Investors in the Series G-2 round included Baillie Gifford, Franklin Templeton, Google, Novo Holdings, and funds and accounts managed by T. Rowe Price. In the four years since its founding in 2016 by Groupon co-founder Eric Lefkofsky, the company has raised $1.05 billion.
“Never before has the need to bring the power and promise of technology to healthcare been more acute than it is today,” noted Lefkofsky, Tempus founder and CEO in a press release. “As a leader in this space, we are very much aware of our responsibility and the power of this moment in time; one in which we now possess the technological capability to use artificial intelligence to eradicate disease and help people live longer and healthier lives.”
According to the company, the new war chest will be deployed to help move the company beyond providing treatment guidance for cancer to now include other disease areas such as infectious diseases, cardiology and depression.
Until this year, Tempus worked primarily in the oncology space running a testing platform that analyzed DNA, RNA and proteomic makeup of patients’ tumors.

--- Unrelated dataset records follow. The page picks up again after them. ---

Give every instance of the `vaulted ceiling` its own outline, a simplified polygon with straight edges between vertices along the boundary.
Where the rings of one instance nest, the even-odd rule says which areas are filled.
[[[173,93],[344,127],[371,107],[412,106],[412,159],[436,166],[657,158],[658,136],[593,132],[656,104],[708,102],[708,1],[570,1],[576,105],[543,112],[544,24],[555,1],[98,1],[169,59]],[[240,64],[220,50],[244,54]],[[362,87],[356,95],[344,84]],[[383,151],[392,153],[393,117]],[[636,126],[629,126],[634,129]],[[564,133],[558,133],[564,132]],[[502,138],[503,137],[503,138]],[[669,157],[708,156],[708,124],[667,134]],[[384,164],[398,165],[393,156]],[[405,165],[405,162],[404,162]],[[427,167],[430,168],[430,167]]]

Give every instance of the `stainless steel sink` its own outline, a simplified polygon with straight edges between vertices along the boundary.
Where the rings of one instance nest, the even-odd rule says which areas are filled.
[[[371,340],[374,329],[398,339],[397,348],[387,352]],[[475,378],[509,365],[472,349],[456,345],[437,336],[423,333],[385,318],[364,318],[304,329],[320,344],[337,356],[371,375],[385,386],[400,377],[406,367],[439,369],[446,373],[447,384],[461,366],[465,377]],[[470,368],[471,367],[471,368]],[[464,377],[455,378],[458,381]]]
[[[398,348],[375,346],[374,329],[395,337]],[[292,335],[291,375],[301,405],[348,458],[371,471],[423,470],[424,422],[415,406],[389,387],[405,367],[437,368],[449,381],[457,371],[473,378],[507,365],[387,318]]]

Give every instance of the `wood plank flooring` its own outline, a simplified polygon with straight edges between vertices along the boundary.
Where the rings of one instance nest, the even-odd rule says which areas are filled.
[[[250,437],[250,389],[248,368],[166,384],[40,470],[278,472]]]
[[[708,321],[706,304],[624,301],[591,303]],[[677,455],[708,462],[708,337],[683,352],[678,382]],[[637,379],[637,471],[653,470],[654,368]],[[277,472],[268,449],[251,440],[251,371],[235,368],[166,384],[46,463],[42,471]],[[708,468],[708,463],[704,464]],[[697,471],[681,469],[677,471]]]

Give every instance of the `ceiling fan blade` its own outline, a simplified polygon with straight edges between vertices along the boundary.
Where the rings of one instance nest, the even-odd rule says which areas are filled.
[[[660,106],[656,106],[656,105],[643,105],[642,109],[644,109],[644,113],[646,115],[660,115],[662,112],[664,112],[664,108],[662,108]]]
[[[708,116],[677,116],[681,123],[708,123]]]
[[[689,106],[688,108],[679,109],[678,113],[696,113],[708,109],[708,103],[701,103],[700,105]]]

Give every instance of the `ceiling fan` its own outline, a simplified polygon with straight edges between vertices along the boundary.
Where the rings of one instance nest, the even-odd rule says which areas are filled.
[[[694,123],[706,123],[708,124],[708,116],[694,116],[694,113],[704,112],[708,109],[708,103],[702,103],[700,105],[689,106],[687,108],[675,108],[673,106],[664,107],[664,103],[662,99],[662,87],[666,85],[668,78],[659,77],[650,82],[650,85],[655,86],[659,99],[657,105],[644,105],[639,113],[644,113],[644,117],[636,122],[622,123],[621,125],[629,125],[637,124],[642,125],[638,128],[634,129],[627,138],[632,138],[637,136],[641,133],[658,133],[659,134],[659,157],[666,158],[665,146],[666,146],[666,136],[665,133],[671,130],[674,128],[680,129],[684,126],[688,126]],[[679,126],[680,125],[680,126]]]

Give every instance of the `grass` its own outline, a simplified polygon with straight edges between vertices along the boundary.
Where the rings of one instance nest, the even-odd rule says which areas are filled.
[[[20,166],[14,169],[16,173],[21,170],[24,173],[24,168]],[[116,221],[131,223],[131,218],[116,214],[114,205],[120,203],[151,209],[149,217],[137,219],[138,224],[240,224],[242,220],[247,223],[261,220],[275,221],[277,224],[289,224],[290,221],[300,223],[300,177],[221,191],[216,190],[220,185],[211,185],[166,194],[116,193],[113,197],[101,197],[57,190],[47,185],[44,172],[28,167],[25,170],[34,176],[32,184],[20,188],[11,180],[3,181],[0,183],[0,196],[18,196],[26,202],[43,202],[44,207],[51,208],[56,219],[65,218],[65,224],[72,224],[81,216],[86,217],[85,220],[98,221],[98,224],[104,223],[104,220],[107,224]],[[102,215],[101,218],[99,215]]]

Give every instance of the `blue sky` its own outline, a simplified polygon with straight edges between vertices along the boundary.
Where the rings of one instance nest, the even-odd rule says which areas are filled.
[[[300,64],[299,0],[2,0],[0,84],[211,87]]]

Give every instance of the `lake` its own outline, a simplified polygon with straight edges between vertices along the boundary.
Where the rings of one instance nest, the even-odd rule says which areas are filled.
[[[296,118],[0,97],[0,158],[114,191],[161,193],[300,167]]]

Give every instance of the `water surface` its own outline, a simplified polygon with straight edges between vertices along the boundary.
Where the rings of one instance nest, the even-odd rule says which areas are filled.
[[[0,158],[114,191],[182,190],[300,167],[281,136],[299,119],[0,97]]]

It combined this information with structured and unstructured data from each patient’s medical record in order to make targeted, personalized treatment recommendations.
The company, which says it runs millions of molecular tests each year has also actively served as a resource for patients clinical trial matching and referral. Just last month it gained CE approval for its broad xT genomic panel that would allow boader testing of patients in the EU to enable clinical trial matching, and in September announced that it had added LabCorp’s drug development business Covance to its TIME Trial Network, which takes a data-driven approach to improve the efficiency of clinical trials recruitment, design, and launch.
With solid inroads made in the oncology space, the company has recently begun turning its sights to other disease areas where it can make an impact. In May of this year, the company began offering its own version of a PCR test for diagnosing COVID-19, and has also begun development of testing services targeting major depressive disorder.
In other news announced yesterday, Tempus said it has partnered with pharma giant Bayer to provide testing using its xT panel for patients patients with metastatic colorectal cancer (mCRC) with high Microsatellite Instability (MSI-H) status and patients with radioactive iodine refractory differentiated thyroid carcinoma (RAIR DTC).
Bayer will pay for the testing of eligible patients, in an effort to help identify the roughly 3% of patients with mCRC that have NTRK gene fusions resent with prior high microsatellite instability (MSI-H) status and the 2.4% to 12% of patients with RAIR thyroid.
Testing will be paid for by Bayer during the collaboration, which both companies say can help physicians make appropriate treatment decision for their patients when actionable molecular information about the patient’s cancer are uncovered.